Small number of OTUs reported in Qiime2 taxonomic classification

Mania · May 17, 2021, 10:49am

Hi to all,

I' am running a metagenomics analysis on fecal samples using qiime2-2021.2 (locally installed via conda). After performing cutadapt trimming, dada2 denoising and taxonomic classification using Naive Bayes classifiers trained on: Greengenes 13_8 99% OTUs full-length sequences (MD5:03078d15b265f3d2d73ce97661e370b1) (Data resources — QIIME 2 2021.2.0 documentation),
the feature table exported as output contained few OTUs, one in each sample (OTUs are reported only in 6 out of 32 samples) [taxonomic classification.tsv attached].

Below, you can find other things I've tried, besides performing the analysis using trained classifier, as well as the commands I ran. I cannot find out what may have gone wrong during the analysis, and I would be glad if you could enlighten me...
Thank u in advance!
I have already:
a) performed the analysis using pre-trained databases (still few OTUs reported as output):

- Silva 132 99% OTUs full-length sequences (MD5: a02c3f7473fa4369bbc66158c799d39a)
- Greengenes 13_8 99% OTUs full-length sequences (MD5: 9a28a285305c2bfd2de46add7dd520d7)

a) formed the --p-trunc-len-f 210 AND --p-trunc-len-r 185 parameters based on all-cutadapt.qzv output (attached)

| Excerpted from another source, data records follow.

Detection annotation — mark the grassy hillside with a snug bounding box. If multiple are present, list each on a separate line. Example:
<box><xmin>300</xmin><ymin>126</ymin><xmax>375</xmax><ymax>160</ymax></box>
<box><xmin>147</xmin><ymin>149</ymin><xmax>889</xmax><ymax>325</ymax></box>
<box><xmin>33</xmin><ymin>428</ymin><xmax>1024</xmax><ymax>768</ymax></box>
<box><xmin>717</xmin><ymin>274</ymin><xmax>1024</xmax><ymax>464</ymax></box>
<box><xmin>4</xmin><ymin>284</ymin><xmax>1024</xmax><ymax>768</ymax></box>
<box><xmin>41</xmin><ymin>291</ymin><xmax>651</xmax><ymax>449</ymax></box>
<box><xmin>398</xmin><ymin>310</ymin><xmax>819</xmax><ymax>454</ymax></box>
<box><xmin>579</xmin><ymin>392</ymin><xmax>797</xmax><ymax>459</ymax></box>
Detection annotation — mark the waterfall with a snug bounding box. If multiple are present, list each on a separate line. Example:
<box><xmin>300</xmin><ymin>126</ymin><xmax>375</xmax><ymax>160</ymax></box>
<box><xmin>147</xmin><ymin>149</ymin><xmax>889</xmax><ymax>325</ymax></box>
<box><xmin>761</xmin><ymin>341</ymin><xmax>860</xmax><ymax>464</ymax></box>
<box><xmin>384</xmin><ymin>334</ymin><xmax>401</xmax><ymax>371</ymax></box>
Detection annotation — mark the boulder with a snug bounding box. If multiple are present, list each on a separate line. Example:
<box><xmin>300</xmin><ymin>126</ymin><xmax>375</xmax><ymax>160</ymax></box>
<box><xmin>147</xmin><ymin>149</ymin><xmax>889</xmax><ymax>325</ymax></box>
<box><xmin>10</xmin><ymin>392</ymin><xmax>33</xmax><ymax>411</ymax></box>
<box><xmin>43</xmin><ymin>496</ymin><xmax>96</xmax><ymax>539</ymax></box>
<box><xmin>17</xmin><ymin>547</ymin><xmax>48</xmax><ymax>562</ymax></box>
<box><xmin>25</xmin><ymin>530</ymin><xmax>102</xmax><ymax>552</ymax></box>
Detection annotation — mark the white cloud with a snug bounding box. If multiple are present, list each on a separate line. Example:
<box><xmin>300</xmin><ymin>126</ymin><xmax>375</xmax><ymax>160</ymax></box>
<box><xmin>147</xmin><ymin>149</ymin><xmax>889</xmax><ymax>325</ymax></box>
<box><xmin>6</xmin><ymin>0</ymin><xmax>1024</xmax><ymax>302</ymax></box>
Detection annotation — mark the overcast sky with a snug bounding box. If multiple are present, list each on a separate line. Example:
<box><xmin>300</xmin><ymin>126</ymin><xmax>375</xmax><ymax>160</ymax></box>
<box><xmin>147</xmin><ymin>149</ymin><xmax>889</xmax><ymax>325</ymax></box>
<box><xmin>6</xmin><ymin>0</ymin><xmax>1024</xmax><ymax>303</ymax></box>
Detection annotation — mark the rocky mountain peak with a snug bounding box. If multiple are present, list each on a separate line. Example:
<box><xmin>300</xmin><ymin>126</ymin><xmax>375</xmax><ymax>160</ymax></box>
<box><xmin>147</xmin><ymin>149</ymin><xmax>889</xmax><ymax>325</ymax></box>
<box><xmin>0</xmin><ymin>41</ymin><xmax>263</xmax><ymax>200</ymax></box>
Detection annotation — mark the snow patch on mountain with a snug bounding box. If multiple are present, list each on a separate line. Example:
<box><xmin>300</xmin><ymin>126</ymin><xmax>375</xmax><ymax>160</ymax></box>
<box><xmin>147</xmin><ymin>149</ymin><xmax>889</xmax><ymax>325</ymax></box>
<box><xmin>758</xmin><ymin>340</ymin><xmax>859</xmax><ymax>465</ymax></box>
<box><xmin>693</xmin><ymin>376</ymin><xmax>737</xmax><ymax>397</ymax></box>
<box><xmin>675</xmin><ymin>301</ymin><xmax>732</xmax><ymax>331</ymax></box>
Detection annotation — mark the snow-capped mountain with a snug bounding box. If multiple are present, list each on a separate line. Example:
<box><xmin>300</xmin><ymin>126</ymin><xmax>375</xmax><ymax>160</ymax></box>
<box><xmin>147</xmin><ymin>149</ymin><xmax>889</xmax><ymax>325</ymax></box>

c) trained the classifier and perform cutadapt using both adapter and primer sequence as reported in the https://support.illumina.com/documents/documentation/chemistry_documentation/16s/16s-metagenomic-library-prep-guide-15044223-b.pdf (p.3)

"16S Amplicon PCR Forward Primer = 5'
TCGTCGGCAGCGTCAGATGTGTATAAGAGACAGCCTACGGGNGGCWGCAG
16S Amplicon PCR Reverse Primer = 5'
GTCTCGTGGGCTCGGAGATGTGTATAAGAGACAGGACTACHVGGGTATCTAATCC"
The Illumina overhang adapter sequences to be added to locus‐specific sequences are:
Forward overhang: 5’ TCGTCGGCAGCGTCAGATGTGTATAAGAGACAG‐[locus‐
specific sequence]
Reverse overhang: 5’ GTCTCGTGGGCTCGGAGATGTGTATAAGAGACAG‐[locus‐
specific sequence]"

Commands
1) cutadapt trimming
qiime cutadapt trim-paired
--i-demultiplexed-sequences output/demux_samples.qza
--p-cores 3
--p-front-f CCTACGGGNGGCWGCAG
--p-front-r GACTACHVGGGTATCTAATCC
--o-trimmed-sequences qiime demux summarize
--i-data output/all-cutadapt.qza
--o-visualization output/all-cutadapt.qza
--p-error-rate 0.2
--verbose > output/all_cutadapt_stats.txt

2) dada2 denoising
qiime dada2 denoise-paired
--i-demultiplexed-seqs output/all-cutadapt.qza
--p-trunc-len-f 210
--p-trunc-len-r 185
--p-n-threads 0
--o-table output/dada2_table.qza
--o-representative-sequences output/dada2_rep_seq.qza
--o-denoising-stats output/dada2_denoising-stats.qza \

3) taxonomic classification
qiime feature-classifier classify-sklearn
--i-classifier output/99OTUs_greengenes_trained_classifier.qza
--i-reads output/dada2_rep_seq.qza
--o-classification output/seq_taxonomy.qza \

taxa-bar-plots.qzv (443.9 KB) dada2_rep_seq.qzv (217.6 KB)
all-cutadapt.qzv (317.2 KB)
dada2_denoising-stats.qzv (1.2 MB)

jwdebelius · May 17, 2021, 3:28pm

Hi @Mania,

Welcome to the forum!

Looking at your denoising stats, it looks like your sequences failed to join based on the current sequencing and trim length. Depending on your sequencing and primers you want want to re-examine your DADA2 trim length or only use forward reads.

Best,
Justine

Mania · May 21, 2021, 10:16am

Thank you for the quick response @jwdebelius,

I’ll re-run the analysis using a different trim length, and check if the output is affected.

Best,
Mania

system · June 21, 2021, 4:17pm

This topic was automatically closed 31 days after the last reply. New replies are no longer allowed.